The Great Sandwich Heist

image text

The smell of grilled cheese wafted through the apartment, mingling with the scent of expired yogurt and my own desperation. I’d hidden the last sandwich behind a stack of cereal boxes, but Sir Barksalot, my golden retriever, had the nose of a detective and the patience of a toddler. He’d been circling the kitchen counter for 12 minutes, tail flicking like a metronome set to “I’m about to commit a crime.”

“Not today, buddy,” I said, clutching the sandwich like it was a Nobel Prize. The dog tilted his head, ears perked, and let out a low whine that sounded suspiciously like “I’ve already calculated the odds of you stopping me.”

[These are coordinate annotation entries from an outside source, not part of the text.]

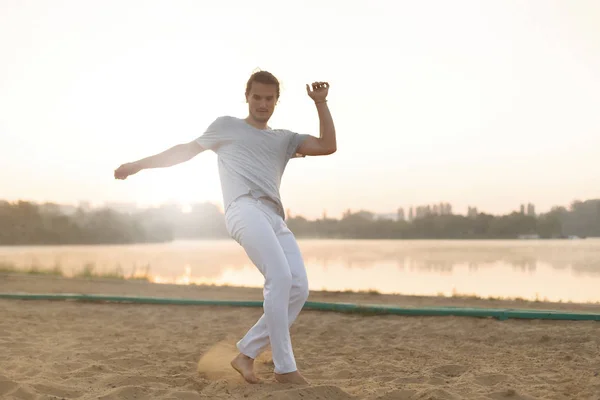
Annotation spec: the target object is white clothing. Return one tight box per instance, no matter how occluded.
[225,196,308,374]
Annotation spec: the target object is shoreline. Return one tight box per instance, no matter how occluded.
[0,274,600,400]
[0,272,600,313]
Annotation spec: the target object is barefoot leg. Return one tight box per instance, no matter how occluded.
[231,353,259,383]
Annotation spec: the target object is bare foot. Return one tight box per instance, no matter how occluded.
[275,371,308,385]
[231,353,259,383]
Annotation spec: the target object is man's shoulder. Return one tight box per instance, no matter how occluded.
[215,115,239,124]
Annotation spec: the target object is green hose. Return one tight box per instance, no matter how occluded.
[0,293,600,321]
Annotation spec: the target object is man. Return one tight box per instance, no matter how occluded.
[115,71,337,384]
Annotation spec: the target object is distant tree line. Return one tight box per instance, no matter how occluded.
[0,199,600,245]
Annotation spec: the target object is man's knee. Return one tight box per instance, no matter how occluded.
[267,268,293,290]
[292,276,309,302]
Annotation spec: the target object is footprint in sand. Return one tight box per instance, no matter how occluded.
[432,364,469,378]
[375,389,417,400]
[0,375,19,397]
[488,389,536,400]
[475,374,510,386]
[32,383,83,399]
[411,389,461,400]
[198,342,241,380]
[261,386,358,400]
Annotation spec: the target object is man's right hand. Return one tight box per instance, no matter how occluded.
[115,163,142,179]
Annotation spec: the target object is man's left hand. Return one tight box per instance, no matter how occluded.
[306,82,329,103]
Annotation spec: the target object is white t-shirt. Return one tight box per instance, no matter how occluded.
[196,116,309,218]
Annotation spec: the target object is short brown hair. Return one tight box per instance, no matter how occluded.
[246,71,279,98]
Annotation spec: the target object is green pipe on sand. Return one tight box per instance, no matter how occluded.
[0,293,600,321]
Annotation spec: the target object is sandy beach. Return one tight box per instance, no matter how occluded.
[0,274,600,400]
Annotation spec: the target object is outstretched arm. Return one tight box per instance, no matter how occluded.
[297,82,337,156]
[115,141,204,179]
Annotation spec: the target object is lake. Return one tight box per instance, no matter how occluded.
[0,238,600,302]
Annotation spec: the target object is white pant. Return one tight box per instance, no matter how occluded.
[225,196,308,374]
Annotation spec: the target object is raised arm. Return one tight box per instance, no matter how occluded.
[297,82,337,156]
[115,140,204,179]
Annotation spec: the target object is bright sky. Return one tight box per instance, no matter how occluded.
[0,0,600,218]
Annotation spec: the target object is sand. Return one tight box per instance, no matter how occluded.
[0,274,600,400]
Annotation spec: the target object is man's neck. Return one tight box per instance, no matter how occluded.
[246,115,269,130]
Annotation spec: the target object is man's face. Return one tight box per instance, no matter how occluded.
[246,82,277,122]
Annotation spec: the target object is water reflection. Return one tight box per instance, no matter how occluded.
[0,239,600,301]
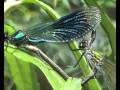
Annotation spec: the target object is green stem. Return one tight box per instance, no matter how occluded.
[85,0,116,61]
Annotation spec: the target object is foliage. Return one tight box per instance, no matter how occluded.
[4,0,116,90]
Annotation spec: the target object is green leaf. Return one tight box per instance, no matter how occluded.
[4,45,65,90]
[4,47,40,90]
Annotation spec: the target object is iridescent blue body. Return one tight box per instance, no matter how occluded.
[4,7,101,44]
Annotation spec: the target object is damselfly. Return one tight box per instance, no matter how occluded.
[3,7,101,45]
[71,39,116,90]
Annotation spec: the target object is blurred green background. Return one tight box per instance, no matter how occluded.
[4,0,116,90]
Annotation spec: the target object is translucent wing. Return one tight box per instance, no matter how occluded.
[25,7,101,42]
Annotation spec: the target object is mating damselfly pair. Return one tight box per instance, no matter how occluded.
[4,7,115,89]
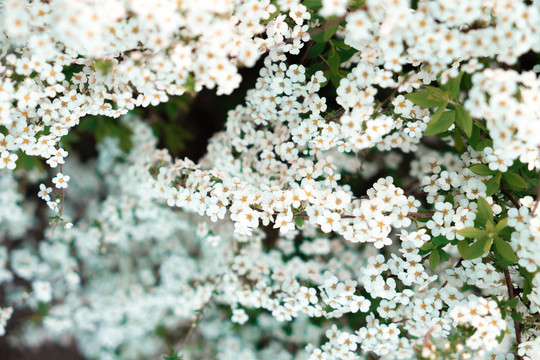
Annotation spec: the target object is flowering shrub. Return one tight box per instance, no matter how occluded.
[0,0,540,360]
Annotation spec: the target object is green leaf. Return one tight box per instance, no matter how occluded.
[508,298,519,309]
[328,48,340,73]
[456,105,473,138]
[441,72,463,101]
[307,42,326,59]
[486,171,502,196]
[458,237,488,260]
[431,235,450,247]
[405,90,445,109]
[437,248,450,261]
[476,196,493,225]
[311,19,339,43]
[457,227,487,239]
[453,129,465,154]
[424,107,456,135]
[426,86,450,103]
[420,242,435,251]
[493,217,508,233]
[469,125,481,151]
[302,0,322,11]
[429,250,441,270]
[502,172,527,190]
[469,164,497,176]
[494,236,518,264]
[510,311,523,322]
[484,237,493,254]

He lunged. I lunged. We collided in a heap of flailing limbs and existential dread. The sandwich flew, landing face-down in a puddle of ketchup that had been lurking under the fridge since 2019. Sir Barksalot stared at it, then at me, as if to say, “You’re the villain here.”

I sighed. “You’re a menace.”

He wagged his tail.

Later, I found him chewing on my sock, which now smelled like mustard and regret. “You’re a menace,” I repeated, but I couldn’t stay mad. The dog nuzzled my hand, then sneezed violently, sending a trail of ketchup droplets across the floor. We stared at each other. I ate a sock. He ate a sandwich. Everyone won.